Tony, that blubbering mass of grief. I’d not wanted him there, of course, because I did not want the sad man to witness what would happen. Poor Tony, twisted by his brother into a lost soul who railed at a world he could never understand. A victim, shattered. Even before the cops arrived, while security stood over his brother, Tony dissolved into a weeping fit, rocking back and forth in the seat, head rolling as though unhinged, sloppy wet tears gushing down those fat cheeks. “No, no, no.” The rumble of his voice filled the large room where other diners, luckily not so many late in the afternoon, watched in horror, some backing away or standing by the entrance.
I sat there quietly. It was Frank who tapped Tony on the shoulder and nudged him to get up. And it was Frank, whispering in a small, demanding voice, who directed Tony away from the table. As I sat there, unmoving, staring away from Ethan, Frank began walking Tony around the room, maneuvering him around the tables, his right arm draped over Tony’s broad shoulders, his head dipped into Tony’s neck, whispering, whispering, a drone I couldn’t hear except to know that it was someone soothing a lost and miserable child.

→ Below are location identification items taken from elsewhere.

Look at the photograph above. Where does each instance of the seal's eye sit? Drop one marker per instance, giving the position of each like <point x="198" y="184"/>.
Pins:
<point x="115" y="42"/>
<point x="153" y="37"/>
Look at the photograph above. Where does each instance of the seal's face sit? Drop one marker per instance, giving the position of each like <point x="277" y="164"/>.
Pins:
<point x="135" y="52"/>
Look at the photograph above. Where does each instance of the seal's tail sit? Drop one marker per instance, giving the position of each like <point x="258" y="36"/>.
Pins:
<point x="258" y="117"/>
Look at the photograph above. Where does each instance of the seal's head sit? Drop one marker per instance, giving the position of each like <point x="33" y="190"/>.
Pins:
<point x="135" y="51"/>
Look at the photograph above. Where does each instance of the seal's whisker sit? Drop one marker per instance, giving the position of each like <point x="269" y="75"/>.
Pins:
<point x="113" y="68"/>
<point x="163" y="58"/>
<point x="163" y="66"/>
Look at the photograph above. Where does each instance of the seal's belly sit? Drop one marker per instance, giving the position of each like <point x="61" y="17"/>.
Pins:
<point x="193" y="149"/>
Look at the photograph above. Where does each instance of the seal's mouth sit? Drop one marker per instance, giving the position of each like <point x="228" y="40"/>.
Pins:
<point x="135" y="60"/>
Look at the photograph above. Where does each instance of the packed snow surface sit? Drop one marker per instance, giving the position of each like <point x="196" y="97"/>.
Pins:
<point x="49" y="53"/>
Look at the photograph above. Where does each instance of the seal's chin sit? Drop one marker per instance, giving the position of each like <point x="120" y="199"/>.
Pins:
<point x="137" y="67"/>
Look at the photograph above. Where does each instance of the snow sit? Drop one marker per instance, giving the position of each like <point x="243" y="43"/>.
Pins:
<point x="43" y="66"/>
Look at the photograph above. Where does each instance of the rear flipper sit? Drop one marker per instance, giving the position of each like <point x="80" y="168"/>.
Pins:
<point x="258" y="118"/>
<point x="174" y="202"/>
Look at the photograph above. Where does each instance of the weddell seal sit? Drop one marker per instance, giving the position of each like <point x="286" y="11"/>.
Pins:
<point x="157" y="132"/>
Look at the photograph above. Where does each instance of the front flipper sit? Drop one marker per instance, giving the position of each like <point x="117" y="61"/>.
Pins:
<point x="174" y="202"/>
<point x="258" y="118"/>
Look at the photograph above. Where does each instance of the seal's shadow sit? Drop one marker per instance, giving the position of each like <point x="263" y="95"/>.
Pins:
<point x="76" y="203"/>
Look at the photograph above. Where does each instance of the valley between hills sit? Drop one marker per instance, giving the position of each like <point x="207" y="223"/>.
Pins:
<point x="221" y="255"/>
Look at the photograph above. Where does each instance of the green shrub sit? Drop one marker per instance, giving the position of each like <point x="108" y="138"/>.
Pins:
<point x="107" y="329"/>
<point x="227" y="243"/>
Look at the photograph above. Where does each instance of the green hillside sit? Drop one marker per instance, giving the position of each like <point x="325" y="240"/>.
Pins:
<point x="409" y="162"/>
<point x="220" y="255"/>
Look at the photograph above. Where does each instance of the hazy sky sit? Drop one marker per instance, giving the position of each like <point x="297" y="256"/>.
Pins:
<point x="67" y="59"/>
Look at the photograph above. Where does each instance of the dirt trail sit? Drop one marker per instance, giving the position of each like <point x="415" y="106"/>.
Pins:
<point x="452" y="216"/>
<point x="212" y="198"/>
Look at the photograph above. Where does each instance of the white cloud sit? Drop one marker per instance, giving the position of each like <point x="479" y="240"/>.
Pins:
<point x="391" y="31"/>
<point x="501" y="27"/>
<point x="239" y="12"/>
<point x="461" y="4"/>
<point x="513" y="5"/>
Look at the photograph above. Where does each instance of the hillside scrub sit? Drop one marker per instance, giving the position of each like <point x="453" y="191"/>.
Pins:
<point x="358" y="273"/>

Frank walked Tony out, found a phone, and called Liz Grable. He later told me that Liz had told him to bring Tony to her at the beauty salon, which he did shortly; and that Liz, leaving work and embracing the trembling Tony, had taken him back to her home, from which he’d just been exiled.
“She’ll watch over him.” Frank told Ava and me later. “He’s hurting. And maybe she’s the one thing he needs now.”
He also told us that Tony had babbled in the car that he’d suspected Ethan of the murder, though it seemed impossible, of course. He could never ask him…or even consider it, but he’d roused himself twice that night when he’d passed out in the Paradise. Both times Ethan wasn’t there. Later, asking him, Ethan said he’d never left Tony’s side. One night last spring, rifling through Ethan’s bureau at his apartment, searching for singles and change, he’d spotted the.32 under some papers. Days after Max was dead, he’d checked again: the gun was gone. Still he fought the idea that Ethan could do such a thing.